While the less-than-truckload (LTL) marketplace pales compared to truckload in terms of market share, it remains an important sector on myriad fronts.
And with so many more active players than its truckload brethren, it also is marketplace that has more than its fair share of challenges, too. And one of these challenges is the pressure LTL’s are facing from truck brokerages, of which there are many.
I am not telling you anything you don’t already know in that regard. But I do hear from LTL carriers on a pretty regular basis that they are feeling the heat from the truck brokerage side.
Earlier today, an LTL sales executive told me that there is a significant influx of truck brokerage players that are active in the LTL market, which is reducing margins for carriers that are “struggling for pennies.” What’s more, the LTL executive said it is fair to estimate that brokers are selling 25 percent of total LTL loads today and that figure is rising.
The proliferation of brokerages on the LTL side, according to the executive, has more to do with a slow economy and overcapacity.
“The poor economy drives customers to seek cheaper rates,” he said, “and overcapacity drives carriers to offer lower rates to fill capacity. Those two things together put the third party in the middle, and third parties are doing an effective job of making our money their money. We are allowing them to do that as a collective carrier group.”
When asked about the disparity between what an LTL carrier receives for a load compare to what a broker receives for a load, the executive said that publicly traded LTL carrier operating margins are in the low 100s range, while on the transactional side brokerages had margins that averaged 12 percent.
This, he said, gives an indication that carriers are more and more buying into broker’s cheap rates in order to get volume, with brokers subsequently marking those rates up to shippers.
“3PLs/brokerages get paid, because they bring these TMS (transportation management systems) in and consolidate the look of all the carriers—LTL and truckload alike—that a small shipper would use and it appears to be more efficient from for a shipper,” he said. “It may be, and that is an advantage they have over us as carriers, because we are such a fractured industry and that makes us vulnerable.”
A 3PL executive with an active trucking brokerage told the LTL executive that 50 percent of LTL company revenues that offers better margins to carriers, meaning that half of the business represents variable costs—or the costs of doing business.
The other half, of course, represents profits, much of which comes from smaller customers that often do not have contractual—or lower rates—than larger shippers with more freight to haul. Subsequently, this is a major driver in small shippers turning to brokers to find cheaper loads.
“What this indicates to me is that smaller shippers are targeting securing loads more through brokerages and more third parties are going to ‘commoditize’ LTL, and LTLs will really be working for third parties in the future, as opposed to being an independent industry as they are today,” said the LTL executive.
This current situation makes for a very interesting dynamic in that when looking at various utilities and services that have been deregulated—like airlines—and the fallout, with many airlines either leaving the industry or going bankrupt.
Our conversation changed course a bit when I noted that it seems apparent that LTLs have much better pricing power now than they did back in 2009, when many chased volume in exchange for lower rates—a strategy that was not viewed as a success and saw many shippers turning to brokerages in search of even lower rates.
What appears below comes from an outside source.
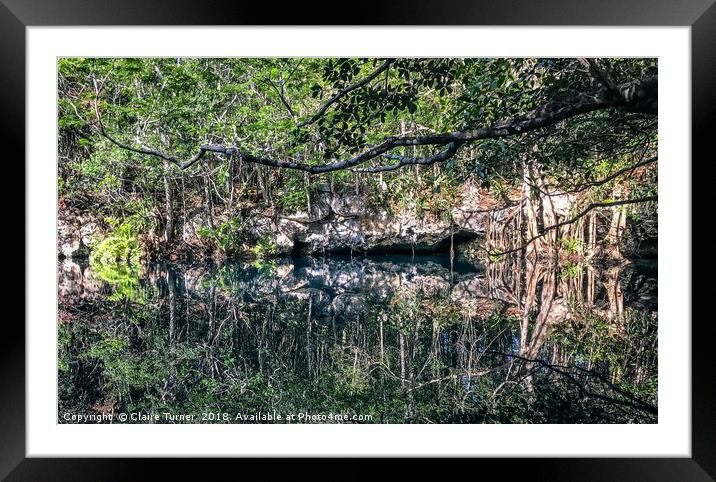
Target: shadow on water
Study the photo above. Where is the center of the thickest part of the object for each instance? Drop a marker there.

And I asked if this made for an exasperating situation for LTL carriers.
Here is his answer: “Yes. It was because our industry has no response to it, and we are sitting there watching it happen before our eyes. It was like watching a river overflow and not being able to do anything about it.”
And while using truck brokerages appeals to shippers’ high-level executives, LTL carriers tend to deal more with traffic managers and people in similar positions whose bonuses and evaluations are based to a degree on discounts.
Brokerages, he said, are rolling out TMS and audit pay features in conjunction with low rates, which appeals to shippers. This, in turn, leaves carriers defenseless to an extent, as they don’t have things like TMS which pulls all modes together, and they also have to remain separate as an industry for many reasons, with antitrust being the biggest, according to the LTL executive.
“We cannot talk pricing together with other LTLs but you have brokers using other brokers about pricing when they find a customer that can fit the carrier program and can save money,” he said. “Brokers selling down to other brokers is happening all the time. And when you Google ‘cheap LTL rates’ it opens up a whole different world for LTL.”